Describe the bug We are using Azure java SDK storage APIs to upload large number of files (blobs) to Azure Blob Storage. To do this, we are creating multiple BlobClient instances using a single BlobContainerClient which is being cached and is a shared resource. Each thread creates its own BlobClient for each blob it needs to upload. However, we have observed high lock contention and performance degradation as the number of uploads increases. During load tests when creating the BlobContainerClient using SAS tokens, we observed that there is a high contention at java.util.HashTable.

image

When trying do the same load tests using connectionString authorization, we observed the contention at java.text.RuleBasedCollator.

image

These 2 images are taken when we do 2Mn calls to the blob storage when using one single BlobContainerClient and we create 2Mn separate BlobClients to upload each single blob.

Note: We cannot batch upload all the files to the blob storage service as our use case demands that we make separate requests to the blob service.
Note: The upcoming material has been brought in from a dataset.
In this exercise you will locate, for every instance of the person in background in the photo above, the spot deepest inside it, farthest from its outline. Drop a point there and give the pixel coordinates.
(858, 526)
Exception or Stack Trace Provided in the JFR screenshots.

To Reproduce Create a file of random characters of 500 bytes and do separate Blob requests to a specific Blob container where you can use either connectionString authorization or SAS tokens. Create separate BlobClients for each Blob and when making the request, add a random character as your blobName. Submit all these tasks to an executorService where at least 3.5k threads are doing the blob calls.

Code Snippet

// just adding sample code to hammer the blob service with 2Mn requests
BlobContainerClient containerClient = new BlobContainerClientBuilder()
                .containerName(containerName)
                .connectionString(connectionString)
                .httpClient(httpClient) // create a specific one for high throughput
                .buildClient();
ExecutorService executorService = Executors.newFixedThreadPool(numThreads);
for (int i = 0; i < 2_000_000; i++) {
            executorService.submit(() -> {
                String blobName = "blob-" + i + ".txt";
                BlobClient blobClient = containerClient.getBlobClient(blobName);

                String data = getRandomString(); 
                ByteArrayInputStream dataStream = new ByteArrayInputStream(data.getBytes(StandardCharsets.UTF_8));

                blobClient.upload(BinaryData.fromBytes(data.getBytes()), true); // our usecase demands that we overwrite if the blob name is same by accident
            });
        }
executorService.shutdown();
executorService.awaitTermination(1, TimeUnit.HOURS);

Expected behavior It is understandable to have intermittent fluctuations in the request call latency to blob service but contention at the sdk level causes the throughput of the number of blobs uploaded to be reduced by a huge amount. Azure documentation says that the throughput that can be handled by storage account is 20k requests per sec but this contention seems to be a bottleneck in reaching this threshold.

Setup:

Information Checklist Kindly make sure that you have added all the following information above and checkoff the required fields otherwise we will treat the issuer as an incomplete report

github-actions[bot] commented 2 weeks ago

@ibrahimrabab @ibrandes @kyleknap @seanmcc-msft

github-actions[bot] commented 2 weeks ago

Thank you for your feedback. Tagging and routing to the team member best able to assist.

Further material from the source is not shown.